Yes, your analisys is correct and the tank does essentially store AC. With a theoretical ideal inductor and capacitor, the tank would continue producing the same AC voltage when the switch is opened and with no load connected. If a resistive load is connected, the AC voltage would decrease in amplitude exponentially, just like the DC voltage on a capacitor would when a resitive load is connected to it.
HOWEVER, back here in the real world, the inductor and capacitor required to store a meaningful amount of energy would be large and expensive. Also, real inductors in particular are far from ideal because of the resistance of the wire, and core losses (you can use air core, but then you need it to be even bigger).

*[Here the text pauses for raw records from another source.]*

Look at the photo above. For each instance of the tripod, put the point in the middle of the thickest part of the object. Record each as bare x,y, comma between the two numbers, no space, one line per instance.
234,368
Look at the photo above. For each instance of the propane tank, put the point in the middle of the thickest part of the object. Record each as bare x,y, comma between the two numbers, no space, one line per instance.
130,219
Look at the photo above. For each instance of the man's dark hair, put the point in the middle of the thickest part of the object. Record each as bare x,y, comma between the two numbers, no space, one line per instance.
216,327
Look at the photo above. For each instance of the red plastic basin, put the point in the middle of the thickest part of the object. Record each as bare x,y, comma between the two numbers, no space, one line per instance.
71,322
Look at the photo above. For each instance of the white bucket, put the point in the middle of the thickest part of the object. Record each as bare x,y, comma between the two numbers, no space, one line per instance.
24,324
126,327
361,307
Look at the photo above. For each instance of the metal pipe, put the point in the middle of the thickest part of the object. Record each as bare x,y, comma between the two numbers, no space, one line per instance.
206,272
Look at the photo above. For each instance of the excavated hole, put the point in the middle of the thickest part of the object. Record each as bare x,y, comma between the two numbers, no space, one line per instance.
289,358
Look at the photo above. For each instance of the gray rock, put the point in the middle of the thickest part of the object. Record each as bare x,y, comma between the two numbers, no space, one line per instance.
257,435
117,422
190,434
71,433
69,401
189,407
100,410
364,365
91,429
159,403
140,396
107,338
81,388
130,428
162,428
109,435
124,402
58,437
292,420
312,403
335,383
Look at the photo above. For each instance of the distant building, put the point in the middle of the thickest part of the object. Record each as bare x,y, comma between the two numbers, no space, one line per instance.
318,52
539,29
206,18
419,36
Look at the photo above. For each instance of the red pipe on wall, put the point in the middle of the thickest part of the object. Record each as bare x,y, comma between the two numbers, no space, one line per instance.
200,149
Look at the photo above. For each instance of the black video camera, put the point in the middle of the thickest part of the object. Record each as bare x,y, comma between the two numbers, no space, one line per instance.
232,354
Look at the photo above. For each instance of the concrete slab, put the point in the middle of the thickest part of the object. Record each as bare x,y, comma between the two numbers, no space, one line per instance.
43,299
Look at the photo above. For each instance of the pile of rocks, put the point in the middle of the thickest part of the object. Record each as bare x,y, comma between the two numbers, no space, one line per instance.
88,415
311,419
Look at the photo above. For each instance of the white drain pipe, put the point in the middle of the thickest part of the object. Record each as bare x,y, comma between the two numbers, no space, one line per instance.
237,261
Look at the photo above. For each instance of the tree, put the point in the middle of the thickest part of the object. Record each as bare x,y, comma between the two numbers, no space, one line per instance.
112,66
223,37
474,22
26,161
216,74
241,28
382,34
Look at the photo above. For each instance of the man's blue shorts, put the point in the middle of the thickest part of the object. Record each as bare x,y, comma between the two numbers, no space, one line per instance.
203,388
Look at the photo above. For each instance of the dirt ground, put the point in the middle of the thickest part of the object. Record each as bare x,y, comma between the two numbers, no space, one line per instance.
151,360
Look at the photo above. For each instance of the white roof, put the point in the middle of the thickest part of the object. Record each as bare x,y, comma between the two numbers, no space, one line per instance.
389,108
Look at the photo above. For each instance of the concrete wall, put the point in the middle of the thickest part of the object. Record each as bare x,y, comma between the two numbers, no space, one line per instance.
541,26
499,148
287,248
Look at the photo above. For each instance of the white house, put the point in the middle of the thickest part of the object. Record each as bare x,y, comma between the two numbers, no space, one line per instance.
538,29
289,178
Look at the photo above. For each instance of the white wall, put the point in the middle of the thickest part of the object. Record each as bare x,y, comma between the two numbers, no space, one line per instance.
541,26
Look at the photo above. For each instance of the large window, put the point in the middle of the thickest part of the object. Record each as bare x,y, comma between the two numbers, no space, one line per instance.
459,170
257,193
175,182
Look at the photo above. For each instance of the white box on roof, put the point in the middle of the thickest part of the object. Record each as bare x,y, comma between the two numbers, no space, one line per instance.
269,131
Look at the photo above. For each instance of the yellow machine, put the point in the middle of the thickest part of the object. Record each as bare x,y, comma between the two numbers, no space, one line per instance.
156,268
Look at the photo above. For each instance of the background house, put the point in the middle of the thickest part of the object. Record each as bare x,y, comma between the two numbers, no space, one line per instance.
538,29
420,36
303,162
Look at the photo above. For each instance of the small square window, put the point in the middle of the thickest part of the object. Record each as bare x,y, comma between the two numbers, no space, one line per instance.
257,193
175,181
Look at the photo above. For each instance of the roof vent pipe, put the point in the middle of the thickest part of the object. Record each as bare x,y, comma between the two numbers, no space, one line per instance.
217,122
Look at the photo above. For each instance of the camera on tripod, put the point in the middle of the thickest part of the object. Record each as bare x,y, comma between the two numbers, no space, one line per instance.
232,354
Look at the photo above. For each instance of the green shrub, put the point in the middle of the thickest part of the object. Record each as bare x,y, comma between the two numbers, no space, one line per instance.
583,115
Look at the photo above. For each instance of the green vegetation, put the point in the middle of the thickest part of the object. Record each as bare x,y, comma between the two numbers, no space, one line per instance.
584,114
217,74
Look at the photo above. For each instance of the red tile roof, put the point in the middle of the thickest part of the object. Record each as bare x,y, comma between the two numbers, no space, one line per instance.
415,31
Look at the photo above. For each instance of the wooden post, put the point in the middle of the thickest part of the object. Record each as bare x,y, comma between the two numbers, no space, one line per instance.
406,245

Let's do a example to see how large and unrealistic the values get. Let's be generous and say we're only trying to power a 10 W load for a little while, so we want to store 100 J. Let's say the AC source is 120 V at 60 Hz, which is common line power here in North America. Twice per cycle, all the stored energy is either in the cap or in the inductor, so we can calculate the requirements of each independently. The energy in a capacitor is:
E = ½ C V²
where E is energy in Joules, C is capacitance in Farads, and V is EMF in volts. The 100 J will be stored in the capacitor at the peak of the voltage cycle, which is sqrt(2) times higher than the RMS, so 170 V. Solving for the capacitance:
C = 2 E / V² = 2(100 J)/(170 V)² = 6.92 mF
The resonant frequency of a L-C tank is:
F = 1 / 2π sqrt(LC)
where F is frequency in Hz and L is inductance in Henrys. Solving for the inductance:
L = 1 / (2πF)²C = 1 / (2π 60 Hz)²(6.92 mF) = 1.02 mH
The energy stored in a inductor is:
E = ½ I² L
where I is the current in Amps. Solving for the current:
I = sqrt(2 E / L) = sqrt(2(100 J)/(1.02 mH)) = 444 A
So, to store 100 J at 120 V and 60 Hz, the tank circuit requires a 7 mF 170 V capacitor and 1 mH 450 A inductor.
Real inductors have real equivalent series resistance. We want the tank to supply 10 W initially, so let's say we don't want the inductor dissipating more than 1 W of that on its own. The peak inductor current is 444 A, so the RMS current thru the inductor is 314 A. To dissipate only 1 W, the inductor's DC resistance needs to be only 10.2 µΩ. Yes, micro-Ohms.
To make things even tougher, the same current goes thru the capacitor, which also must have 10.2 µΩ ESR (effective series resistance) to only dissipate 1 W. Even with both components having this extremely low DC resistance, the tank will dissipate 2 W just sitting there on its own when it holds 100 J. The energy loss will be a exponential decay, in this case with a time constant of 50 seconds, or a half-life of about 35 seconds. In other words, this tank circuit is a very "leaky" energy store. If you charge it fully to 100 J, after 35 seconds only 50 J will be left, after a minute only 30 J, 9 J after 2 minutes, 2.7 J after 3 minutes, etc.
Even if you consider the above acceptable, look at what it would take to make a 1 mH inductor that can handle 450 A and have only 10 µΩ DC resistance. Now you can see why this idea, while theoretically correct, is totally impractical given current technology.